Commentary by Lise Hamlin
This is an advocacy eNews, not a tech eNews. But when I discovered at a recent advisory council meeting that there are tech solutions to a problem we’ve been asked to solve repeatedly through advocacy efforts, we thought it deserved mention in this issue of HLAA in Action.
The question is: “Why can’t TV enhance the speech and lower the background noise on TV programming?” Until recently, we didn’t have a good answer. But surprise, we are not the only ones complaining about sound quality on newer, smarter, expensive TVs with beautiful pictures but they have lousy sound. Now that change is happening.
From a search on the Internet, we also found the solution has been around for a few years. There appears to be several choices now to find ways to enhance speech, from sound bars and external speakers in a range of prices to speech enhancement systems built into the TV itself. Sound bars seem to be the quick and easy choice. Buy the TV you want, and get better sound with an external component.

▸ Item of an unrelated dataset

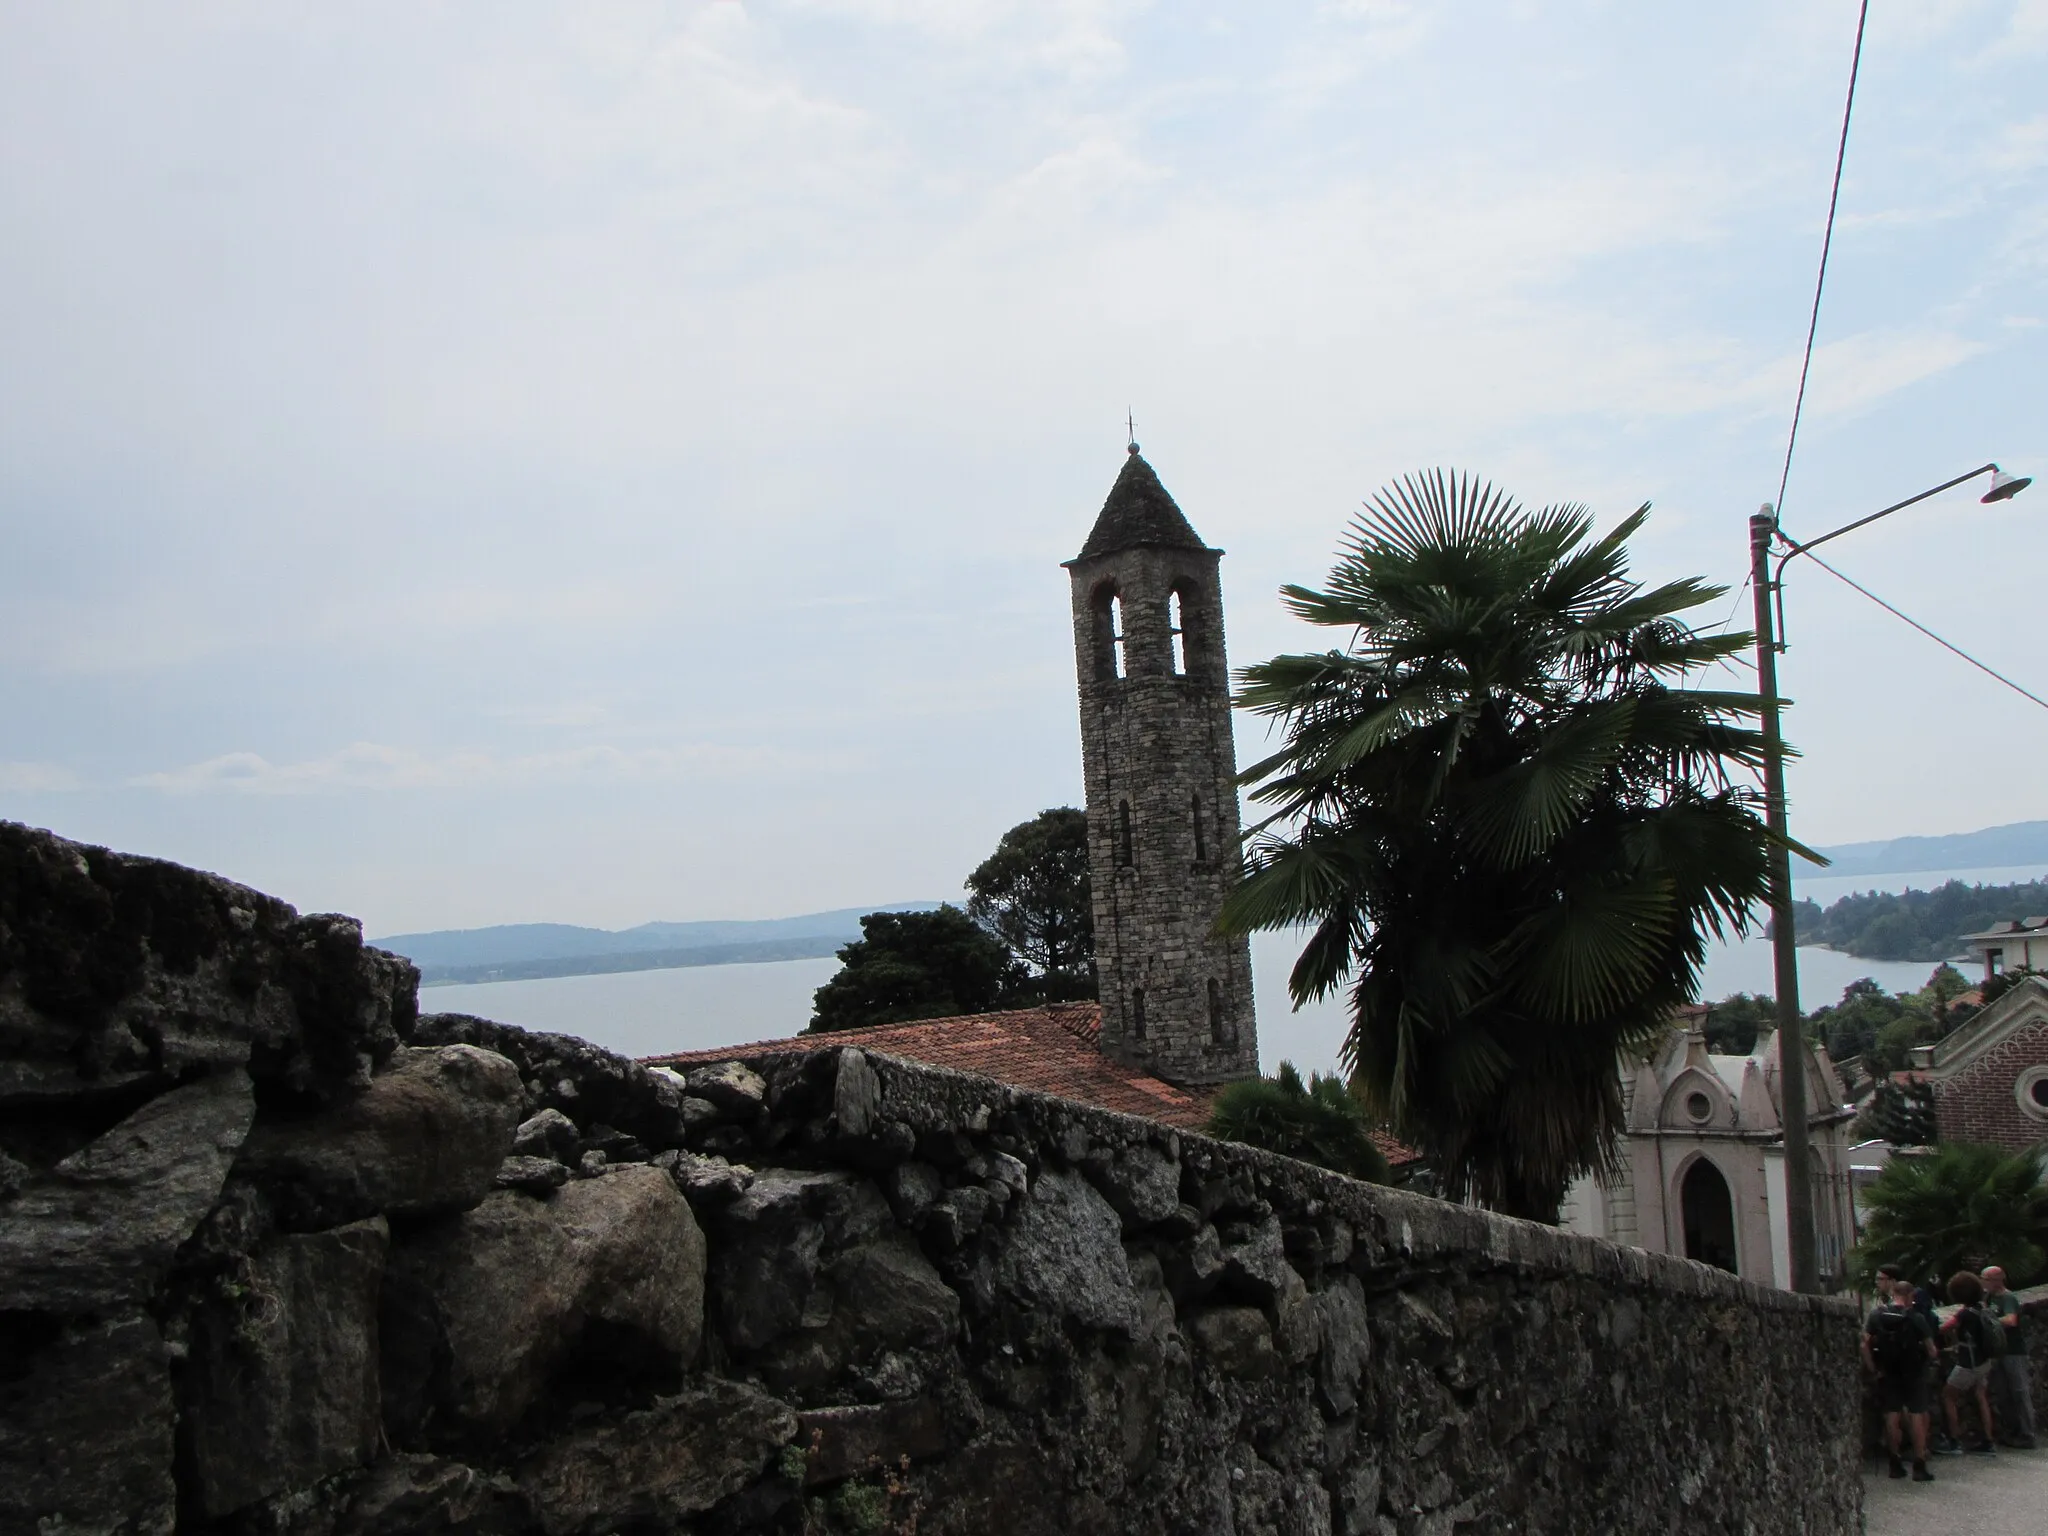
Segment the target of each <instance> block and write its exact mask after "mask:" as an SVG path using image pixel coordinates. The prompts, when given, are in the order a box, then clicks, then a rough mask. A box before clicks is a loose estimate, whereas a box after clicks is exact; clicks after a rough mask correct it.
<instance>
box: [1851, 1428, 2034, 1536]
mask: <svg viewBox="0 0 2048 1536" xmlns="http://www.w3.org/2000/svg"><path fill="white" fill-rule="evenodd" d="M1927 1470H1931V1473H1933V1475H1935V1481H1933V1483H1894V1481H1892V1479H1890V1477H1886V1475H1884V1462H1878V1464H1876V1473H1874V1475H1872V1470H1870V1462H1866V1464H1864V1522H1866V1526H1864V1530H1866V1532H1868V1536H1929V1532H1958V1536H1964V1534H1966V1536H2042V1532H2044V1530H2048V1450H2009V1448H2007V1446H1999V1454H1997V1456H1935V1458H1933V1460H1929V1462H1927Z"/></svg>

One reviewer in the Guardian (many of the reviews we found originated from Great Britain) reported about the Sonos Playbar back in 2013:
Clever additions
But the Playbar isn't just a dumb amp. There are two extra settings: “speech enhancement," and "night mode.”

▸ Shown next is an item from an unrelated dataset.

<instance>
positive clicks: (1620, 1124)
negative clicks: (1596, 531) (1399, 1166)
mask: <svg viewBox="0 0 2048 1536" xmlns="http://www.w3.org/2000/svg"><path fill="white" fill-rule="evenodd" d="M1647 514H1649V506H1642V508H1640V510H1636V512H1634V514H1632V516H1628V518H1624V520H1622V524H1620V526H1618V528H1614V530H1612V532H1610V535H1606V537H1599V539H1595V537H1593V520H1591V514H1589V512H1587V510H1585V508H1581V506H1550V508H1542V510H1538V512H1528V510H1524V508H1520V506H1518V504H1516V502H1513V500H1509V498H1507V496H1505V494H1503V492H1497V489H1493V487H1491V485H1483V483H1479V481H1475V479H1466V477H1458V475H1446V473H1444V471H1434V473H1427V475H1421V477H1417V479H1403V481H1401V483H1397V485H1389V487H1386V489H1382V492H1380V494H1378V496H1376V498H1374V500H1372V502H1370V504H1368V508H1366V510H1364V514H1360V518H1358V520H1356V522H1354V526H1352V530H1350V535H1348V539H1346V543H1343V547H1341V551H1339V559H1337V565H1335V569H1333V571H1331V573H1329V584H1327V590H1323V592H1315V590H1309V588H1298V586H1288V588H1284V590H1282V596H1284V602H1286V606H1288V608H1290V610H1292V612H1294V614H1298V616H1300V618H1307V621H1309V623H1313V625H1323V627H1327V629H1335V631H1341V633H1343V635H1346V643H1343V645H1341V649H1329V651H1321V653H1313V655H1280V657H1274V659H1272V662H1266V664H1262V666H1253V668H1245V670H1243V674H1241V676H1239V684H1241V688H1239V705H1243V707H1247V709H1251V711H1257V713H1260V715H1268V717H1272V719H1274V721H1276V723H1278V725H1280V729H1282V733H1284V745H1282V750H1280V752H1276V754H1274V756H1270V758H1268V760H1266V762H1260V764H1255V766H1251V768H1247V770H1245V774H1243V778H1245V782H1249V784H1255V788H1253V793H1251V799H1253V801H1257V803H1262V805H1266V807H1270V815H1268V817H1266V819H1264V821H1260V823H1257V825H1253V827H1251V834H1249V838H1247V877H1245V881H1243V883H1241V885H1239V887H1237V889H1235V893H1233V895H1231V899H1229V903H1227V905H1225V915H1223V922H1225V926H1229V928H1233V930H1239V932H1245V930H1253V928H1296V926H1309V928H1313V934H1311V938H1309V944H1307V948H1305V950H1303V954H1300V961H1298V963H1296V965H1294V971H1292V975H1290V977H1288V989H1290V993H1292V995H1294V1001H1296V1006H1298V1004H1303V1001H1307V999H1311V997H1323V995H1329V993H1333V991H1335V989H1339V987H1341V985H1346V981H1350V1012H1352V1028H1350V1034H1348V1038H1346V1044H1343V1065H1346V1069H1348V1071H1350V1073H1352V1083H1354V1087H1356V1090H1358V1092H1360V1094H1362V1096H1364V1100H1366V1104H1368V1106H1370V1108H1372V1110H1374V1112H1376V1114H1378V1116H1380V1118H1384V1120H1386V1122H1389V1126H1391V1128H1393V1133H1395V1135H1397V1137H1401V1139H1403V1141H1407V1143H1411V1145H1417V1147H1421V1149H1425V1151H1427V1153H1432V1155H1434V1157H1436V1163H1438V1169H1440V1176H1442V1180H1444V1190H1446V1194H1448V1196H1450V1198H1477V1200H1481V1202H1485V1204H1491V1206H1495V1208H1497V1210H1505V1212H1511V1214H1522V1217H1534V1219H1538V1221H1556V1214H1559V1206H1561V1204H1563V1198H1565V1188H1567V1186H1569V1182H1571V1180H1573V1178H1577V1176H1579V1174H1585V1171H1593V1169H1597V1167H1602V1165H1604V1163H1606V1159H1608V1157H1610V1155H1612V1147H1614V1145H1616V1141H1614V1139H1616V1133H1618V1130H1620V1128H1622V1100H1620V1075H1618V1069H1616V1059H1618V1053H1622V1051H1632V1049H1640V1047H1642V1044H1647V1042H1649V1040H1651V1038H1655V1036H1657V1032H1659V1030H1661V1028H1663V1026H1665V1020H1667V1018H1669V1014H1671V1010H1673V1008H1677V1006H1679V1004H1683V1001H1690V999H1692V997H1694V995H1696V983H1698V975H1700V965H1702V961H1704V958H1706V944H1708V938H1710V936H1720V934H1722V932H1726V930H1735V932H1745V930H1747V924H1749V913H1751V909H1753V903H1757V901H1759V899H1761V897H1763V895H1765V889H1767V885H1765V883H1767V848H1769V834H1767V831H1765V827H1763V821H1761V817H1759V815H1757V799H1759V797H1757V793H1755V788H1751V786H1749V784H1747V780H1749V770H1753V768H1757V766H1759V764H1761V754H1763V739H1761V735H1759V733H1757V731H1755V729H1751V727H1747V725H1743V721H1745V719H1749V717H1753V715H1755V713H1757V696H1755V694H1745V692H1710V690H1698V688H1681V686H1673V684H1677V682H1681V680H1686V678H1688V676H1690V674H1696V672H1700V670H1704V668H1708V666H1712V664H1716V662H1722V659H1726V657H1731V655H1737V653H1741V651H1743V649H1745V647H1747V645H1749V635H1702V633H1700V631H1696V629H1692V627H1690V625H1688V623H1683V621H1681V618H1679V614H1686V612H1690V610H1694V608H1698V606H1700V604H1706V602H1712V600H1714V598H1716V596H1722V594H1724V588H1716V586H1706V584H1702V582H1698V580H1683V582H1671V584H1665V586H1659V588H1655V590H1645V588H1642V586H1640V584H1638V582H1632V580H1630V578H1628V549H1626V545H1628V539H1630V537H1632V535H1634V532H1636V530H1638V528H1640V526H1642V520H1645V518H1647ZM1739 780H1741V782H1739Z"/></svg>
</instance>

The “speech enhancement” is for all those times when you've been watching something and the dialogue has been buried in all the other noise going on. Despite sound engineers' best efforts, the frequency range covering the human voice sometimes needs some help. The Playbar offers a simple setting which, the company told me, does “a combination of things, including lowering bass, adding some gain to the centre channel, lowering the gains of competing channels and boosting/cutting specific frequency ranges in the speech band. This combination increases speech intelligibility without sounding artificial or creating an overly unnatural spectral balance.”
The “night mode” setting is, basically, one to avoid upsetting the kids or neighbours: “Most movies are mixed with a large dynamic range [the difference between the loudest and softest sound] for a theatrical playback,” Sonos explained. “Night Mode makes the soft sounds louder and the loud sounds softer depending on volume setting. The lower the volume setting, the more compression is applied.”
If you don’t want a sound bar, you can purchase a TV that provides speech enhancement in the TV itself. For example, LG provides Clear Voice II which “enhances and amplifies the frequency range of the human voice by increasing the dialogue range up to six positions to help keep dialogue audible when background noise swells.” If you want the surrounding effects as much as the actor’s lines, Clear Voice II can also decrease the dialog range by six positions so that special effects or soundtracks are more prominent, according to LG’s blog.
We are happy to see that everyone benefits from these improvements in sound, but we are particularly pleased that these kinds of changes will provide people with hearing better access to their own television. Hurray for tech solutions!